Rädelsführer der Meuterei

Foto: Public Domain
Über den Verlauf des Aufstands erfährt man aus dem Ermittlungsprotokoll des Gerichts des k. u. k. Kriegshafenkommandos, das im Staatsarchiv in Wien aufbewahrt wird. Der Bootsmann Franz Rasch, eine der wichtigsten Personen der Meuterei, trat erst am zweiten Tag der Meuterei auf den Plan, Zitat:

„Die Deputation, die am 2.II. um ½ 12 Uhr v.m. beim Admiral erschien, war wohl schon bei der ersten Besprechung vom Vorabend vorgesehen worden. Die neuen Forderungen unterschieden sich wesentlich von den früheren, verraten die vorsichtige und einem guten Kopf entsprungene Konception und weisen durch die neue Zusammensetzung der Deputierten auf neue, bisher nicht hervorgetretene führende Kräfte hin. In dieser Deputation tritt zum ersten Mal der Rädelsführer Rasch auf, der bald darauf, etwas nach 1 Uhr nachmittags den Seefährich Sesan an Bord brachte. Es drängt sich deshalb und besonders wegen des eigentümlich sicheren Auftretens des tit. Bootsmannes Rasch einerseits der Gedanke auf, dass schon die neuen Forderungen Nr. 14 von Sesan inspiriert sind, andererseits der Gedanke, dass Sesan nicht zu den Urhebern der Bewegung gehörte, die gar nicht organisiert war.“

Einige Seiten weiter erfahren wir über Rasch:

„Im weiteren Verlauf dieser Unterredung machte Rasch, dem gemeldet wurde, dass S.H.S. ‚Rudolf‘ dampf- und gefechtsbereit auf Seite der Meuterer sei, auf die Warnung des Admirals, dass das KHK mit dem angedrohten, gewaltsamen Einschreiten ernst machen werde, die Bemerkung, dass seitens der Meuterer Gegengewalt angewendet werden würde. Er hat auch als Einziger die Bewegung ‚Revolution‘ genannt.“

„Ohne die Böhmen wäre die Empörung bereits am ersten Tag zusammengebrochen.“

Doch bereits am zweiten Tag verbreitete sich Skepsis unter den Matrosen. Eine zum Kriegshafenkommandanten Feldzeugmeister Guscek entsandte Deputation wurde nicht vorgelassen. Den Revoltierenden wurde vielmehr eine Frist zur bedingungslosen Kapitulation gestellt. Im Hafen wurden loyale bosnisch-herzegowinische und dalmatinische Truppen zusammengezogen. Als am Morgen des 3. Februar eine von deutschen U-Booten unterstützte Flottendivision aus Pola eintraf, brach der Aufruhr in sich zusammen.
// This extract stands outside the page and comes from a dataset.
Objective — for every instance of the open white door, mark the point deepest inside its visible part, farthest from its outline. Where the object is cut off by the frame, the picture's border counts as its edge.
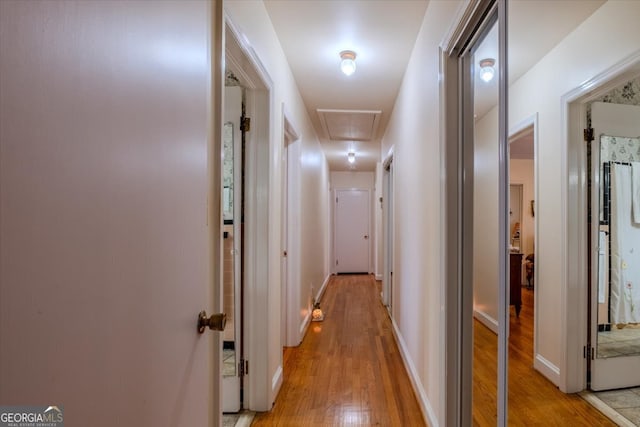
(352, 231)
(615, 237)
(232, 192)
(107, 245)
Jindřich Marek | Foto: Šárka Ševčíková,  Tschechischer Rundfunk
Unter den Matrosen überwogen Vertreter der südslawischen Völker. Rasch war aber nicht der einzige Matrose aus den böhmischen Ländern, der bei der Revolte eine Rolle spielte. Militärhistoriker Jindřich Marek:

„Als die Meuterei nach drei Tagen niedergeschlagen wurde, erklärten Admiral Hansa und manche weitere Offiziere der österreichisch-ungarischen Flotte, ohne die Böhmen wäre die Empörung bereits am ersten Tag zusammengebrochen.“

Marek nennt einen weiteren Meuterer aus Böhmen:

„Rudolf Kreibich war ein Prager, der Musiker in der Schiffskapelle des Kreuzers St. Georg gewesen war. Er war eine Art ideologischer Führer und versuchte die Matrosen zu organisieren. Einige der heißblütigen Italiener und Kroaten zerstörten nämlich in der ersten Phase der Meuterei alles, was ihnen in die Quere kam. Die böhmischen Matrosen forderten hingegen einen organisierten und rationalen Rahmen des Aufstands.“

Auch Kreibichs Name finden wir im Ermittlungsprotokoll zum Gerichtsverfahren, laut dem Papier sollte er angeklagt werden. Folgendes soll er sich zu Schulden kommen lassen haben, Zitat:

„Rudolf Kreibich hat, obwohl ihm das als Musikmeister nicht anging, dem Profossen Miculich gleich nach Ausbruch der Bewegung befohlen, den Dienst weiter so, wie vorher zu regeln, hat am selben Tage gegen 4 Uhr n.m. bei der Löhnungsauszahlung gesagt: ‚Schnell, schnell, die Offz. werden bald isoliert, wir werden sie nicht herumlaufen lassen!‘ Er hat, als Musikmeister, am 2./II. den Dienst als Wachoffz. versehen und, als er um 9 Uhr abends die Generalrunde machte, zum Stabseinjährigen Farkas gesagt: ‚Sie haben Habt acht zu stehen, wenn ich vorbei gehe‘ und hat ihn zum Rapport bestimmt.“

Foto: Szojak,  CC BY-SA 4.0
Außerdem soll er einen Matrosen gezwungen haben, falsche Aussagen zu tätigen, und gegen das Streichen der roten Flagge gesprochen haben.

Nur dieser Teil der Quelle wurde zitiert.